1.Install the necessary requirements.

- Recommended Python >= 3.10, PyTorch >= 2.3, CUDA >= 12.1.

- It is recommended to use Anaconda to create a new environment (Python >=
  3.10) `conda create -n animemory python=3.10 -y` to run the following example.

- run `pip install git+https://github.com/huggingface/diffusers.git torch==2.3.1 transformers==4.43.0 accelerate==0.31.0 sentencepiece`

2.ComfyUI inference.

Go to [ComfyUI-Animemory-Loader](https://github.com/animEEEmpire/ComfyUI-Animemory-Loader) for comfyui configuration.

3.Diffusers inference.

The pipeline has not been merged yet.
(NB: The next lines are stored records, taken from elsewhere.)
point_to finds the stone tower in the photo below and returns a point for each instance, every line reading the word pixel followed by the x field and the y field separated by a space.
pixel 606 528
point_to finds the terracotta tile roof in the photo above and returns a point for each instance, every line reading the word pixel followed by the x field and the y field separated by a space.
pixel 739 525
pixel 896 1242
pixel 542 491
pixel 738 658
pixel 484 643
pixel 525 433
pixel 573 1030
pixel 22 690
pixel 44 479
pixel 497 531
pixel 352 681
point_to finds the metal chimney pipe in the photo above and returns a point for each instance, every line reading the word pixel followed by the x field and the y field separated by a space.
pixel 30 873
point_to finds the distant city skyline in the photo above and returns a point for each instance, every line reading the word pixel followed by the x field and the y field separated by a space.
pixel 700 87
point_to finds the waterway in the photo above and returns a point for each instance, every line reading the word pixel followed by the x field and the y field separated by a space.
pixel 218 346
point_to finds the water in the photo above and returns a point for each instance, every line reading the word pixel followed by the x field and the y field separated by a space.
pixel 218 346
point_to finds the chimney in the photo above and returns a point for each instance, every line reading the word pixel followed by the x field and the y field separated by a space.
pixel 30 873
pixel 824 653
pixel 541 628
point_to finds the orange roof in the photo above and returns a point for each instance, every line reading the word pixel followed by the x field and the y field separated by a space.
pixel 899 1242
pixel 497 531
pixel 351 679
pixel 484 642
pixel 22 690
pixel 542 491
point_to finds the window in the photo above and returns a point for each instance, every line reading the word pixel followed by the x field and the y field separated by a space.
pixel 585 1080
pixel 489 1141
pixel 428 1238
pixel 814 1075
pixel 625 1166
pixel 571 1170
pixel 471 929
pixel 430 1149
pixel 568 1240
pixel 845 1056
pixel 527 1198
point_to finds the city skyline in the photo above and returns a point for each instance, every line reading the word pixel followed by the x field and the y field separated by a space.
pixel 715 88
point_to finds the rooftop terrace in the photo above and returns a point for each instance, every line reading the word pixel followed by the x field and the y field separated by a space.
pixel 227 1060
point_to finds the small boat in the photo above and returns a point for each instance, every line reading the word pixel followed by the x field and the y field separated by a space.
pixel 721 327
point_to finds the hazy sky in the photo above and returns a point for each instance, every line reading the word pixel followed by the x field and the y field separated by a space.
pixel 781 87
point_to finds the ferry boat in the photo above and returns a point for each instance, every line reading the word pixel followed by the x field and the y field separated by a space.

Please use the following code to setup the environment.
```shell
git clone https://github.com/huggingface/diffusers.git
cd ..
git clone https://github.com/animEEEmpire/diffusers_animemory
cp diffusers_animemory/* diffusers -r
# then u can install diffusers or just call it locally. 
cd diffusers
pip install .
```
And then, you can use the following code to generate images.

```python
from diffusers import AniMemoryPipeLine
import torch

pipe = AniMemoryPipeLine.from_pretrained("animEEEmpire/AniMemory-alpha", torch_dtype=torch.bfloat16)
pipe.to("cuda")

prompt = "一只凶恶的狼,猩红的眼神,在午夜咆哮,月光皎洁"
negative_prompt = "nsfw, worst quality, low quality, normal quality, low resolution, monochrome, blurry, wrong, Mutated hands and fingers, text, ugly faces, twisted, jpeg artifacts, watermark, low contrast, realistic"

images = pipe(prompt=prompt,
              negative_prompt=negative_prompt,
              num_inference_steps=40,
              height=1024, width=1024,
              guidance_scale=7,
              num_images_per_prompt=1
              )[0]
images.save("output.png")
```

Use `pipe.enable_sequential_cpu_offload()` to offload the model into CPU for less GPU memory cost (about 14.25 G,
compared to 25.67 G if CPU offload is not enabled), but the inference time will increase significantly(5.18s v.s. 
17.74s on A100 40G).

4.For faster inference, please refer to our future work.

# License

This repo is released under the Apache 2.0 License.